Gay Nagle Myers
Gay Nagle Myers

"April was my third best month in six years," Linda Welch, the owner and CEO of Blue Ash Travel in Blue Ash, Ohio, told me recently.

"My clients are fully vaccinated and ready to pack up and go," she said. "Although there is still a fair amount of uncertainty regarding international travel, most of them are itching to travel and are impressed with the safety protocols in the high-end resorts in the Caribbean."

Her target market is the luxury, all-inclusive sector with a specific focus on the Caribbean and Mexico. She's visited and done site inspections at 241 all-inclusives since she opened Blue Ash Travel in 2010.

I spoke with her last spring when the pandemic had halted travel.

"The future of travel is full of uncertainty so I'm just taking it day by day," she said at the time.

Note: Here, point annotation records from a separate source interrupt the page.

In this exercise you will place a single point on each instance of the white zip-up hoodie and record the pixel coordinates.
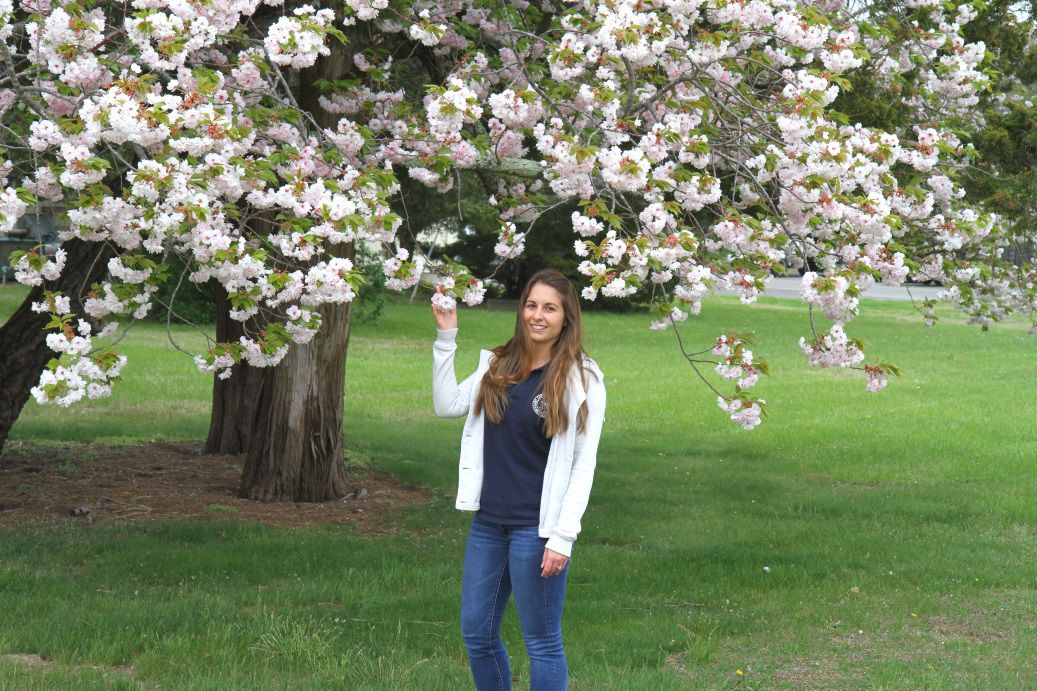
(569, 472)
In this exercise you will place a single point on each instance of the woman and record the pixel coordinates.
(535, 407)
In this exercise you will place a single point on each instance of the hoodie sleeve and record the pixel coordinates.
(582, 474)
(449, 397)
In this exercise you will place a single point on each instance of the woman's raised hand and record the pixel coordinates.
(445, 320)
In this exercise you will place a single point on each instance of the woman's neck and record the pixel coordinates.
(540, 356)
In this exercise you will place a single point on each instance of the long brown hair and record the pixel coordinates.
(512, 361)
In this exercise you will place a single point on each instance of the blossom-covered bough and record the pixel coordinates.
(695, 140)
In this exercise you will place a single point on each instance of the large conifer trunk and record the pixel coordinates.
(23, 347)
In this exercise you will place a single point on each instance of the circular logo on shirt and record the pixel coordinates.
(539, 407)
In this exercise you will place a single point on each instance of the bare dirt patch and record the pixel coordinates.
(172, 481)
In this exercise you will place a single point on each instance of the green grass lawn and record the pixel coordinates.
(853, 540)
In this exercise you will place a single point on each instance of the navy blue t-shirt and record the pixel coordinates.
(514, 454)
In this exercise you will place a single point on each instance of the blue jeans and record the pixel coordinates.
(500, 560)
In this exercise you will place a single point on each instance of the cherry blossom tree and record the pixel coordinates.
(260, 140)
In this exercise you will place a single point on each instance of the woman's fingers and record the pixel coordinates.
(553, 563)
(444, 320)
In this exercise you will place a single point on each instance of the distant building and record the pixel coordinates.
(38, 226)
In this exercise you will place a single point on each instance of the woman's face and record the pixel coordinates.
(543, 314)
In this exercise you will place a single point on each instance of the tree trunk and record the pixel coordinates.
(235, 401)
(295, 452)
(23, 347)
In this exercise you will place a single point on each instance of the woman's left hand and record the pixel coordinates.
(553, 563)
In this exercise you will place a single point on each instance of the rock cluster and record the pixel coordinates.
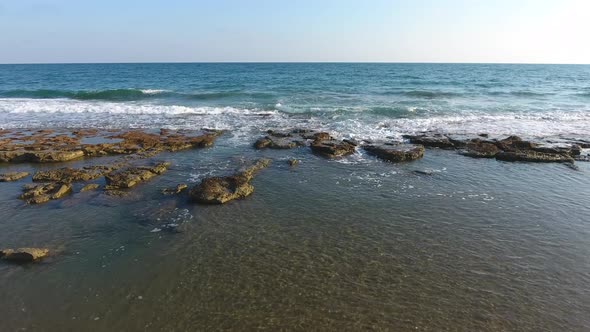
(319, 142)
(130, 176)
(41, 193)
(46, 146)
(220, 190)
(395, 152)
(512, 148)
(13, 176)
(23, 255)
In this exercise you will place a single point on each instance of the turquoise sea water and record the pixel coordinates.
(360, 100)
(330, 245)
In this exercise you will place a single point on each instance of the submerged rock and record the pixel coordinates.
(131, 176)
(13, 176)
(533, 156)
(89, 187)
(175, 190)
(332, 148)
(67, 174)
(220, 190)
(434, 141)
(289, 139)
(480, 149)
(395, 152)
(515, 143)
(24, 255)
(37, 194)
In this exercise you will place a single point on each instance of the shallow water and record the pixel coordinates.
(328, 245)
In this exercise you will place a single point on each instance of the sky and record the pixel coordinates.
(481, 31)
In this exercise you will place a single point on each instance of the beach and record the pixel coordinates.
(361, 197)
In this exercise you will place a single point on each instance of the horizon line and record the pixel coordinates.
(291, 62)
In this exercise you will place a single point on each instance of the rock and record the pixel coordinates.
(289, 139)
(220, 190)
(480, 149)
(131, 176)
(513, 143)
(175, 190)
(24, 255)
(533, 156)
(42, 193)
(395, 152)
(332, 148)
(435, 141)
(67, 174)
(52, 156)
(90, 186)
(13, 176)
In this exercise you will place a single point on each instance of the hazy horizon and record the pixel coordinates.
(379, 31)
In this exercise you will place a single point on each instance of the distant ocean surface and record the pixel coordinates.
(352, 100)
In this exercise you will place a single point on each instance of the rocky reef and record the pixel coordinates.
(13, 176)
(220, 190)
(395, 152)
(120, 174)
(512, 148)
(23, 255)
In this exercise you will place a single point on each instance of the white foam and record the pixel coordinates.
(153, 91)
(245, 122)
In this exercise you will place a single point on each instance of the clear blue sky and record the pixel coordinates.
(523, 31)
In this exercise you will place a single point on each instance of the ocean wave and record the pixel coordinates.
(425, 94)
(243, 122)
(129, 94)
(111, 94)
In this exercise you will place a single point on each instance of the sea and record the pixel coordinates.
(444, 243)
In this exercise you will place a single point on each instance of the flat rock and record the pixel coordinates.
(533, 156)
(289, 139)
(89, 187)
(24, 255)
(434, 141)
(37, 194)
(220, 190)
(395, 152)
(480, 149)
(332, 148)
(175, 190)
(131, 176)
(13, 176)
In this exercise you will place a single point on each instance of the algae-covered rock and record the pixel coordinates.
(220, 190)
(37, 194)
(395, 152)
(175, 190)
(24, 255)
(13, 176)
(332, 148)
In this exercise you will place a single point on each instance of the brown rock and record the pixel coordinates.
(67, 174)
(480, 149)
(534, 156)
(175, 190)
(24, 255)
(220, 190)
(131, 176)
(13, 176)
(395, 152)
(37, 194)
(513, 143)
(332, 148)
(435, 141)
(90, 186)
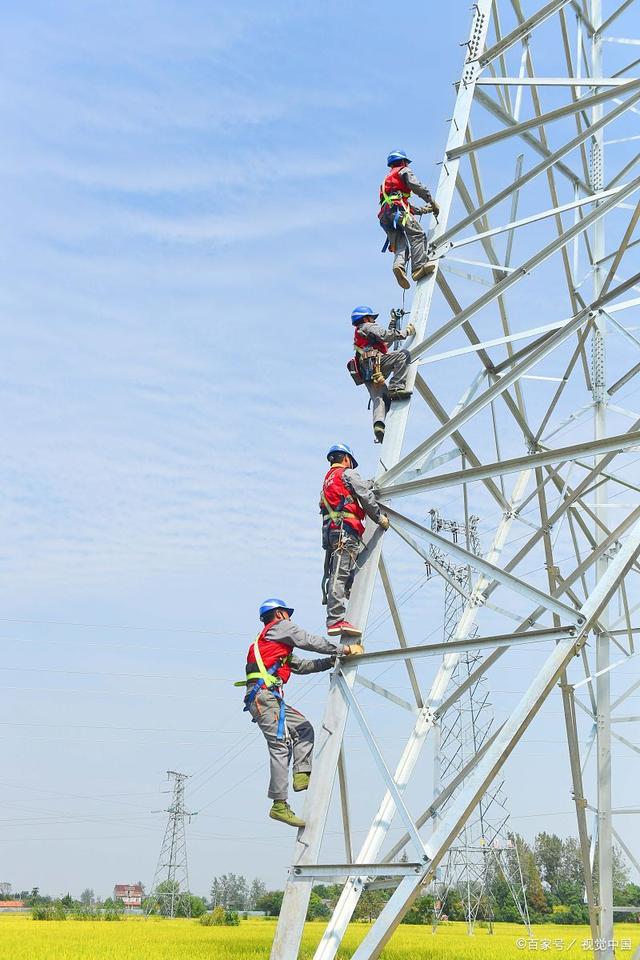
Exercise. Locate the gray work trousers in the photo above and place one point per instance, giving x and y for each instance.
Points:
(298, 742)
(394, 363)
(345, 547)
(409, 240)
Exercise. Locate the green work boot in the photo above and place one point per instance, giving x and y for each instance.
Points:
(283, 812)
(301, 781)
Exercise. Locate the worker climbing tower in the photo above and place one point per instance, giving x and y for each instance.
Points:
(522, 361)
(485, 847)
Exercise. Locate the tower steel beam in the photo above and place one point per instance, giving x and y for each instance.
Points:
(496, 406)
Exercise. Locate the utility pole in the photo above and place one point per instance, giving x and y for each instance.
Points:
(170, 891)
(484, 848)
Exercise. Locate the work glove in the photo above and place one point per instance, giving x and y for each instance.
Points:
(354, 650)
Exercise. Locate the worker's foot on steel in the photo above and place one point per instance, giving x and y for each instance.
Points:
(400, 394)
(301, 781)
(424, 271)
(401, 277)
(343, 628)
(282, 811)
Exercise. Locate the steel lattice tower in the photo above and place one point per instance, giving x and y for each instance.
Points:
(483, 845)
(171, 882)
(521, 363)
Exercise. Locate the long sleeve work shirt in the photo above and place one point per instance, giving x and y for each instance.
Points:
(287, 632)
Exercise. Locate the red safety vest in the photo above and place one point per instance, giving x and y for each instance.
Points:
(271, 651)
(361, 341)
(393, 191)
(337, 499)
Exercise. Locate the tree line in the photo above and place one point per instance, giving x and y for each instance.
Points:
(551, 870)
(551, 874)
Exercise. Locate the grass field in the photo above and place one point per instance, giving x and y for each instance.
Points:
(134, 939)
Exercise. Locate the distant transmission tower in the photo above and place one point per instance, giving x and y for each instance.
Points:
(484, 847)
(171, 882)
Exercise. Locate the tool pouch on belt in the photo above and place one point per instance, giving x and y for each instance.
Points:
(354, 371)
(325, 534)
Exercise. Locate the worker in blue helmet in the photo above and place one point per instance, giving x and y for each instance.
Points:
(270, 662)
(397, 216)
(373, 362)
(346, 500)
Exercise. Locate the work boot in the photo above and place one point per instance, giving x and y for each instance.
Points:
(401, 277)
(424, 271)
(345, 628)
(283, 812)
(400, 393)
(301, 781)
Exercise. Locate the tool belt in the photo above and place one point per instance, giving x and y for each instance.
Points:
(367, 363)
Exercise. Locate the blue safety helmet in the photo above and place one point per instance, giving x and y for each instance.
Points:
(359, 313)
(274, 603)
(342, 448)
(396, 155)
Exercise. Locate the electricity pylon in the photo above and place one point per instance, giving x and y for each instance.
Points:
(526, 309)
(170, 892)
(484, 846)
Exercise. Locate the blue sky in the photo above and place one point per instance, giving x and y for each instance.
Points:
(189, 194)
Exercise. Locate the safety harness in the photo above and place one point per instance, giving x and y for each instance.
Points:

And I spoke to her again in December, a time when some islands in the Caribbean had begun phased reopenings with entry protocols and testing regulations were onerous and confusing. At that time mask-wearing and stay-at-home orders dominated the news, the peak winter season in the Caribbean was a loss and vaccination rollouts had not yet begun.

She told me then that "the phones don't ring."

"My clients are sitting on travel credits, just waiting to see if and when this will ever end."

Now her days are much busier. 

The bulk of her bookings right now are to all-inclusive properties in Punta Cana and Cancun and come from repeat clients who had to delay their travel plans last year.

Welch said that her clients, 75% of whom represent repeat business, appreciate the ease of entry in those destinations (no pre-testing required, no quarantine upon arrival), although the possibility of a lockdown in Cancun due to recent Covid spikes had her nervous.

"I require all my clients to purchase cancel for any reason insurance, and many of them add on to that with policies that cover them in the event they contract Covid while traveling," she said.

Many of her repeat clients hail from in and around the Cincinnati area, "but I'm getting new business too, spread by word of mouth from current clients as well."

"My clients do best with the all-inclusives, and right now there are some good deals and incentives out there," Welch said.

She also juggles booking travel business with her volunteer job as a court-appointed special advocate for an organization that deals with abused and neglected children who are in  foster care. That volunteer effort, she explained, "helps me keep my perspective."

Being a travel advisor during a pandemic requires "having a thick skin to handle the ups and downs of airline schedule changes, reopenings and then closures on short notice of destinations and resorts, the many layers of entry requirements and then having to calm disappointed clients whose travel dreams were put on hold."

Welch herself hasn't traveled since the world ground to a halt last March, but she's eager to resume that way of life, to visit new resorts and revisit those which have spent time during lockdown upgrading or expanding.

"Business is good. It's starting to come back to normal," she said.